Since these are issues we see in other people-based systems, we consider this "people problems". It's not necessarily from childhood trauma — this is a problem derived from intra-systemic power/control issues between headmates. Disagreements, distrust, cruelty, jailing headmates, creating an us-vs-them or better-than culture, etc. All serious problems especially in an already-traumatized system. For DID and OSDD (and other traumatized systems) this can lead to a lot of flooding (uncontrolled flashback chains) and symptoms based on trauma/panic reactions…and much more. Even setting aside when folk attribute their plurality to trauma, bullying and infighting within a system is a problem. Building trust New is necessary with or without DID/OSDD; that's the cure for these ills.

Unfortunately, this issue can become a self-fulfilling catch-22 prophecy: a lot of DID/OSDD systems see the trauma and panic reactions and think these scared, hurt, traumatized people in their system are "the problem" when they're survivors in need of compassion and help. So their headmates' distress is cited as "proof" that their headmates are bad, or that having DID or plurality is inherently a "bad" (eg disorderly) thing. If this sounds like circular logic, it is — they take the results of behaving poorly towards headmates to justify treating them badly again.

There's syscourse in the disagreement that DID/OSDD is C-PTSD plus plurality, and that there's a difference between C-PTSD and people-problems. But if you had a household of singulars with C-PTSD who started pushing each other around, it would be equally chaotic.

Recovery from DID - a fork in the road

DID or OSDD recovery for most of the journey is the same. Through the 3 stages of complex trauma recovery (stabilization, trauma work, resolution), the system becomes more orderly, less disordered, works on coping skills, getting to know each other, working out agreements and settling internal disputes, until it's time to process trauma. Trauma work (stage 2) is, when done right, supposed to cycle between trauma processing and stabilizing the system over and over. Then in the resolution phase the system is faced with the choice of whether to work on unification, or whether to remain plural. That's where the paths diverge. The remainder of the resolution stage is learning to cope with external life after trauma therapy, and potentially as a newly unified singular system.

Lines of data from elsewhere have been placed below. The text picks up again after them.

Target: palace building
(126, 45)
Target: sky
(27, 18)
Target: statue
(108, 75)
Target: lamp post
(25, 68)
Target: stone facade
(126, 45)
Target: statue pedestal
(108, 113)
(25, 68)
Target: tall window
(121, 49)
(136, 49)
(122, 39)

Thus the only path to unification for #DIDOSDD is through resolving disorderly/dysfunctional issues, becoming more and more functionally plural, then a series of merging headmates through trust and closeness and communication.

You don't get to the point of “alter” merging through being afraid of each other, antagonistic, pushing folk away. You get there through trust, compassion if not love, closeness, and agreement.

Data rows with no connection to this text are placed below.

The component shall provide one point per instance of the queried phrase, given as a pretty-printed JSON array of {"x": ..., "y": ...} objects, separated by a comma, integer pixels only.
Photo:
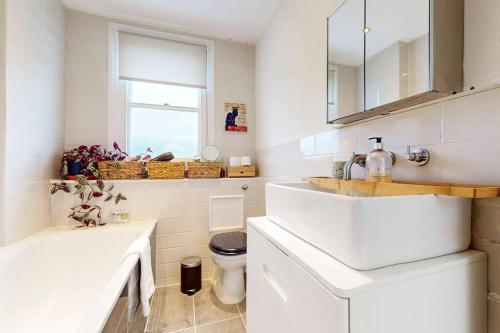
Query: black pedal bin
[{"x": 190, "y": 275}]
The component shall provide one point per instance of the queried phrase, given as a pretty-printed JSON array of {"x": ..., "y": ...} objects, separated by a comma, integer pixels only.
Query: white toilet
[{"x": 228, "y": 247}]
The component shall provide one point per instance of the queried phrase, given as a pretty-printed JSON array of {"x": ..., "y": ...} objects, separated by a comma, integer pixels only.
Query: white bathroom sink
[{"x": 371, "y": 232}]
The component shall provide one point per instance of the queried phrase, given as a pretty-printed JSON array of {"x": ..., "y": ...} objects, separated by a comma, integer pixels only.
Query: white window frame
[{"x": 118, "y": 108}]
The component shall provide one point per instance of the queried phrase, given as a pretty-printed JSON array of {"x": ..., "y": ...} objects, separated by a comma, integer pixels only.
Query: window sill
[{"x": 156, "y": 181}]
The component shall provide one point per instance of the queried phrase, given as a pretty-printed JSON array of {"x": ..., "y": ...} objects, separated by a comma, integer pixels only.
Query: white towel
[{"x": 142, "y": 247}]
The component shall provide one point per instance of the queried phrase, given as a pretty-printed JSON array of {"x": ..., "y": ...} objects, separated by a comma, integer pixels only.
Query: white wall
[
  {"x": 482, "y": 40},
  {"x": 461, "y": 133},
  {"x": 290, "y": 72},
  {"x": 181, "y": 207},
  {"x": 87, "y": 82},
  {"x": 34, "y": 127}
]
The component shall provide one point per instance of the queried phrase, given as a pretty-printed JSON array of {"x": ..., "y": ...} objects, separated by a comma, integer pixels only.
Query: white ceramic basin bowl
[{"x": 372, "y": 232}]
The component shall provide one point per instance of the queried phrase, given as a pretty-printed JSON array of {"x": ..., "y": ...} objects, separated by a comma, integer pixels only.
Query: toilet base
[{"x": 229, "y": 285}]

Internal fighting, hate, suppressing headmates, distrust are direct barriers to both functional multiplicity and unification because they keep the system stuck in stage 1 therapy — and if trauma work takes place without internal supports it can be retraumatizing instead of help resolve traumas. Some inept therapists push suppression tactics, not unification, but will try to convince the client that suppression will make them singular. Then they may attempt trauma resolution with a suppressed system — so traumaholders aren't allowed to act out, everyone's in hiding, and anxiety escalates rather than being resolved. They're doing grave harm.

Suppression tactics are one of the telltale warning signs that a therapist is in over their head and lacks training in treating DID or OSDD.

You are all in this together, and the only way out is through. Getting along better is part of stage 1 of treatment.

If y’all are still fighting, you shouldn't do trauma work (stage 2). You're still retraumatizing each other. Another warning sign is a therapist pushing to do trauma work before y’all have stabilized (including improved communication & working together)

So in this way, many DID/OSDD systems who cling to the idea that plurality itself is inherently disordered, that they cannot get along, that they cannot have internal trust…are prolonging their problems and are technically treatment resistant. They will not achieve unification or healthy multiplicity while in this state.